Petroleum and its derivatives remain a big question mark…but, with cheap enough electricity you can even make those literally out of thin air….
b&
And then the Smarter Every Day video had to be ruined at the very end when it noted psalm 8:3-4
I wonder at the verse he shows at the end of the video..
Psalm 8: 3-4
3 I think about the heavens. I think about what your fingers have created. I think about the moon and stars that you have set in place.
4 What are human beings that you think about them? What is a son of man that you take care of him?

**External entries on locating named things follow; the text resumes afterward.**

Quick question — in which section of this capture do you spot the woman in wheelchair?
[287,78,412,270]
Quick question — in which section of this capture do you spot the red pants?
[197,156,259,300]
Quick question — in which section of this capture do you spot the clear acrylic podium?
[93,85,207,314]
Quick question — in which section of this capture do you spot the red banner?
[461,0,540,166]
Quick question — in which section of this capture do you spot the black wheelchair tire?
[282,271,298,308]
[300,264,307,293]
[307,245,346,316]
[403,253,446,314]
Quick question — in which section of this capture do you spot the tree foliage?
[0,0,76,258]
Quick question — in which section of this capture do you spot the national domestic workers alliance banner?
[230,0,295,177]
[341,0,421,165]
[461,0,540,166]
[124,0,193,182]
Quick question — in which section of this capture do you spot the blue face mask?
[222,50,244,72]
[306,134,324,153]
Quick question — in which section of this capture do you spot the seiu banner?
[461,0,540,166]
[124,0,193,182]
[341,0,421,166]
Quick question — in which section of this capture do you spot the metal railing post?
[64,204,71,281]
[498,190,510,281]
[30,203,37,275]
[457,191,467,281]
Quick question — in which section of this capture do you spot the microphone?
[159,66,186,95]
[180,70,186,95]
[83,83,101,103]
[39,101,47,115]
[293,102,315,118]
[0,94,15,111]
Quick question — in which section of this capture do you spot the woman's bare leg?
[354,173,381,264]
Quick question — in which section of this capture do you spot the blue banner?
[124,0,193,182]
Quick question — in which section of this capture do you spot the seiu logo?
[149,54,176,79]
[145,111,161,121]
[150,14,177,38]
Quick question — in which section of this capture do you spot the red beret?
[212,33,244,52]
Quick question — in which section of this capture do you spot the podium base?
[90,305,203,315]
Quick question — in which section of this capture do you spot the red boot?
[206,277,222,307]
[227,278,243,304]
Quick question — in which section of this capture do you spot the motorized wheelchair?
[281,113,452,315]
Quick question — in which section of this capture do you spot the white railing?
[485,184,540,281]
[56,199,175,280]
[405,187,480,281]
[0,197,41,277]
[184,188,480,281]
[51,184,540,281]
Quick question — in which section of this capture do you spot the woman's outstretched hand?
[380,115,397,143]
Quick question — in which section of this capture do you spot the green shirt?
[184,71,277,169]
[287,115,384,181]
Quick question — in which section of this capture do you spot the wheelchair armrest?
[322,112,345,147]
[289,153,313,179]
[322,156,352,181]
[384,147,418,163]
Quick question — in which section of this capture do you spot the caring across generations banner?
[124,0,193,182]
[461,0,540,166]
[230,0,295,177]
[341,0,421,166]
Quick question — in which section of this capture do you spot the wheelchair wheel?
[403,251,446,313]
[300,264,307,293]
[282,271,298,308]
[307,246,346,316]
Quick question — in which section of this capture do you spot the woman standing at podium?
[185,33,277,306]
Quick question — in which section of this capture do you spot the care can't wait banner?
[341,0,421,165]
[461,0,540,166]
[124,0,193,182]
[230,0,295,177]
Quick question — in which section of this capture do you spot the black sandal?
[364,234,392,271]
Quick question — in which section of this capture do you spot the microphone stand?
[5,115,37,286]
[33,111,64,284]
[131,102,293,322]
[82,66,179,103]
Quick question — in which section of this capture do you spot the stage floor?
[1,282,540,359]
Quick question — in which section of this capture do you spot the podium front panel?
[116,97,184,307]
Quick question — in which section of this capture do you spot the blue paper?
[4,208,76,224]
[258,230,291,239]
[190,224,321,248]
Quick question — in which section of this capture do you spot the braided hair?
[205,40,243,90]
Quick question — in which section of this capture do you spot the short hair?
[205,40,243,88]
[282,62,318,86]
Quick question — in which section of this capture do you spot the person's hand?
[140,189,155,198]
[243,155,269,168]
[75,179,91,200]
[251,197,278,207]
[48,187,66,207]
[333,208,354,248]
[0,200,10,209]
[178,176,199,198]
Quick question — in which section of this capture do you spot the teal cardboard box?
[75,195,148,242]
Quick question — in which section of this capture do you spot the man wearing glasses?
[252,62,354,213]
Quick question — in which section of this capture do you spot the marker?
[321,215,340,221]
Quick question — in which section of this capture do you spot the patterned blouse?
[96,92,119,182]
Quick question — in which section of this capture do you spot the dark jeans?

Waxing poetic or attributing causality?
> It turns out that the shutters are actually activated through two holes in the shuttle skin itself…
“shuttle skin”?
(OCD never sleeps)
Is it OCD that stops you from spelling it wrong, but in the right alphabetical order?
CDO, fighting chaos one letter at a time.
Do I correctly perceive that Destin irks astronaut Don?
OT on this thread, but I just got a email advice of a post on ‘purity balls’ https://whyevolutionistrue.wordpress.com/2015/05/23/purity-balls/
but the link doesn’t work and I’m dying to find out what they are.
I notice that’s a very heavy-looking shield to be operated by a little knob – but of course it doesn’t ‘weigh’ anything in space, though it has hefty inertia.
As for the ooh-aah totes amazeballs O-ring design, it just seems kinda obvious to any water engineer. How d’you seal a rotating shaft? – use an O-ring. Ask any plumber, your kitchen tap (faucet) does exactly that. You probably want to be a bit careful about your material selection, as the Challenger boosters proved and Feynman demonstrated, but again failure of one of these little O-rings isn’t going to be a big deal.
We seem to take the ISS for granted these days, we need to reclaim the wonder and excitement we had in the early days of Space Exploration, its a truly mindblowing thing that Space Station in the Sky and I am going to start a Petition for Samantha Cristoforetti,to be a permanent residence , she is great.